Gas stove. Like a lot of people, we are very attached to our gas stove, which also happens to be antique. We are focusing on the bigger picture and not getting too hung up on every last detail and this will be one of our non-guilty pleasures. That said, we know people who love their induction cook tops and that will probably be in our future.
Gas furnace and gas clothes dryer. Even though we make 80% of our heat from renewable wood pellets, we use the gas furnace for 30 minutes on the coldest mornings to get the house up to temperature while the pellet stove gets going. In the warmer than average February 2020, our gas bill came to $29 for the furnace, cooking and clothes drying, and $11 of that is the fixed system charge. This is not an insignificant amount of gas, far more than our old gas cooking stove. A heat pump space heater for our kitchen/dining room area would probably work pretty well and cut gas heat
down to nearly zero. But with only a $150 annual gas bill and maybe
$150 for summer air-conditioning, we are starting to get into even
longer paybacks. Our gas clothes dryer will be replaced with a electric heat pump clothes dryer when it needs replacing. Air drying clothes is cheap and in the summer we do it a little and is one of those lifestyle changes that is a hurdle for us. Part of this
energy journey is chipping away at the easiest and highest impact
biggest things and then figuring out next steps. We are still working
the role of natural gas in our household equation.

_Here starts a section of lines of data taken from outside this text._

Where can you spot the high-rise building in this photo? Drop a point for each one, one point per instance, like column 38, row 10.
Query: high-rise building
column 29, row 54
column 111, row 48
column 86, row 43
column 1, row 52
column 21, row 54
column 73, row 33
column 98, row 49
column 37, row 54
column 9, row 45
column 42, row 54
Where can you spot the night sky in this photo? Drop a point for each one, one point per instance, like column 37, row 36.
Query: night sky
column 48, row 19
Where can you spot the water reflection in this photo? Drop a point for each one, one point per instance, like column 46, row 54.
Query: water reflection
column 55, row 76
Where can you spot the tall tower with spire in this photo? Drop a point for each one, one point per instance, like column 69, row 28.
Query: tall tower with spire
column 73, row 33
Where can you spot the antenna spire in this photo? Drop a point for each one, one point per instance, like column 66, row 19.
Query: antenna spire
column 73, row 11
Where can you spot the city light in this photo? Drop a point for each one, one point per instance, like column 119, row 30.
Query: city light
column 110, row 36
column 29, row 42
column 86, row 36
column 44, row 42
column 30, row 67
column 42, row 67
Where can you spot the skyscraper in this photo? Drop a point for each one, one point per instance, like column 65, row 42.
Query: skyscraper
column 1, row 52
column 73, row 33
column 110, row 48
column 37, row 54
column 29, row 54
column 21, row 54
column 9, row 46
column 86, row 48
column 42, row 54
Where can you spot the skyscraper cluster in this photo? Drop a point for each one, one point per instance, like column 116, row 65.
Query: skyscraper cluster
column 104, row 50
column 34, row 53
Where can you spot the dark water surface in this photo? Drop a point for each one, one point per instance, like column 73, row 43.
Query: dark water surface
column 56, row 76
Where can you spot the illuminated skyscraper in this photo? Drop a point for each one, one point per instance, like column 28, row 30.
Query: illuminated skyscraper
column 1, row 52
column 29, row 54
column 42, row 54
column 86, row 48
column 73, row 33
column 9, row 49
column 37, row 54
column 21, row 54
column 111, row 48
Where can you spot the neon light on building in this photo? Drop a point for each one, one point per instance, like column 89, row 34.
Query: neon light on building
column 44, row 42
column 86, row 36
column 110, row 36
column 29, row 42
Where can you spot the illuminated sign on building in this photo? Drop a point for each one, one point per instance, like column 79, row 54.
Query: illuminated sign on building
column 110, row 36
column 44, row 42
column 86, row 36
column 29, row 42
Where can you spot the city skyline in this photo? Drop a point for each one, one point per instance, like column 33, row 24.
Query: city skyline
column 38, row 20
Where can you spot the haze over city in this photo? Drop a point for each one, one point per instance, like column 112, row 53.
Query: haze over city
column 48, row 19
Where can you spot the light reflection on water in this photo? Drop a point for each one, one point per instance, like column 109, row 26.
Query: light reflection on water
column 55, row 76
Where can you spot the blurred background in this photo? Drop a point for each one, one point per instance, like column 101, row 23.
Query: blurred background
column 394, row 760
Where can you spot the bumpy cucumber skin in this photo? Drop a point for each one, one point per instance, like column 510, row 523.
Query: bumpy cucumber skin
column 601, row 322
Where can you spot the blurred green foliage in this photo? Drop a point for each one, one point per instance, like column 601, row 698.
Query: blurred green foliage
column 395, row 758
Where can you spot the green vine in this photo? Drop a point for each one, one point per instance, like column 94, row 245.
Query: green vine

Your income is likely the largest determinant of your carbon footprint. Wealthier people have both the ability and the responsibility to buy renewable RECs, add PV panels, etc. |
Lawn mower. We already had a junky old cord electric mower and we just teamed up with our neighbor to split the cost of a top rated Consumer Report Ego battery powered electric lawn mower ($200 each).
Flights: We have cut down on flying a little bit but still our family flies more than most, taking one or two domestic trips a year for pleasure and many more for work, including international flights. We plan to start buying offsets for our personal flights, which is a first step, albeit not a great one.
Home battery: A home battery, like the Tesla Powerwall, is a way to keep power during a black out for a day or two. I'm not at all convinced it’s worth it yet with a $5,000 - $8,000 price tag. Our neighborhood doesn't experience many blackouts, but they may be more frequent with climate impacts already visible. During the warmer three seasons, we can ride them out pretty easily, only losing the food in our fridge and freezer that we can't eat fast enough. We already have 2 big lithium batteries in the driveway, and it would be far easier if we could top those off before a storm and just run them backwards to power the house, instead of buying another one which would just sit there, virtually doing nothing for 99% of the time. If we had time-of-use (TOU) pricing, we could fill a battery at night and then use energy during the day, but we don't have that yet and it still may be a long payback for a battery.